CaptainThe95thRifles · 28/06/2021 11:59

The main thing you need to learn is that whatever you learn about management at an RS or through a BHS college is probably not how the owner of any share horse would want you to do it. There's more than one way to skin a cat, or, indeed, rug a horse.

When it comes to management, there's an absolute tonne of diversity in how to do things and however much experience you have, to be a good sharer, you need to follow the owner's wishes meticulously. You also need to have excellent common sense, though in my experience, that usually comes from having a complete lack of sense, screwing up and learning from it!
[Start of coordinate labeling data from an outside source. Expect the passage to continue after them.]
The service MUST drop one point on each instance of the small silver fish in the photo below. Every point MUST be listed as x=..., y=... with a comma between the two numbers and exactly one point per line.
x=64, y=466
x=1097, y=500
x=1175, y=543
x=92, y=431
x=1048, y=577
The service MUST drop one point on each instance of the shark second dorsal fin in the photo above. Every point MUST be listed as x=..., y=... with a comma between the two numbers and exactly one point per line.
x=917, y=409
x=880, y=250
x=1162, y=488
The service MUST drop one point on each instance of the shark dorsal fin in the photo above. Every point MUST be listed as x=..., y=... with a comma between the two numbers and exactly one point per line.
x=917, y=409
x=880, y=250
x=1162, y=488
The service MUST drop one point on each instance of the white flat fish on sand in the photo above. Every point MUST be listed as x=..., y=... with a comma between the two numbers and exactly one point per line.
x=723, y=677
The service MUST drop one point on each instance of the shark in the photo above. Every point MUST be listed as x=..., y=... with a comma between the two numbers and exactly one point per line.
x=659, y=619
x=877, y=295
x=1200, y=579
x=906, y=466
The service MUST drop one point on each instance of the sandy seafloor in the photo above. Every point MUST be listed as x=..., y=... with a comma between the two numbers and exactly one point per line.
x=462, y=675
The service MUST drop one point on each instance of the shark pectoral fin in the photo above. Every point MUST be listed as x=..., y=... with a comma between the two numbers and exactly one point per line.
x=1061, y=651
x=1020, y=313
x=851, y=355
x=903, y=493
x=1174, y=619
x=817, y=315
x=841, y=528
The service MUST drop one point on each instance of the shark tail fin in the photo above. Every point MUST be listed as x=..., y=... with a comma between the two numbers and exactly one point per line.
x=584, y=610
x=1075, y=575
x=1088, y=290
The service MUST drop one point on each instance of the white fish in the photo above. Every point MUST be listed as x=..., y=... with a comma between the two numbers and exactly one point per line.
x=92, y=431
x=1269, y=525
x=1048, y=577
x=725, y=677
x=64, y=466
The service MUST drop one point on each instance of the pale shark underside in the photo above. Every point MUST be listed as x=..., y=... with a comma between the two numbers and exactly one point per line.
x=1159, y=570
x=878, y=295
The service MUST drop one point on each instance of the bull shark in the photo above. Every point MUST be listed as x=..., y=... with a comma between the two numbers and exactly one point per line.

Floralnomad · 29/06/2021 10:31

Does your riding school offer part loans of their horses as that may be a place to start as you will get some experience of riding without supervision but will have the support for the non riding tasks . If not could you ask to help out during the week a bit for a while and tag on with a member of staff . Obviously some owners want things doing a certain way but if you know the basics you can adapt .

ExConstance · 15/07/2021 15:01

How about a little instructional break? There are working and mixed riding/horsecare holidays, not too expensive. The wife looks after the Queen's Highlands at Balmoral.

NeurologicallySpeaking · 21/07/2021 21:31

I was in your position two/three years ago- very similar experiences riding and have had two part loan horses since then. Both owners were happy to teach me the stable management bits I didn't know. To be honest the biggest thing, rather than rugs, grooming etc which I had dealt with before on riding holidays / some stables, was actually double checking my own tack and mounting alone. A couple of times I realised I hadn't tightened up the girth after mounting 😬 The other thing that was tricky was planning my own schooling session without someone shouting at me what to do. I jotted down a few ideas as I found sessions went better if I went in with a plan.

Go for it - I am off loaning for a bit because I have a baby but had a wistful browse this morning and there were a few suitable out there in my area.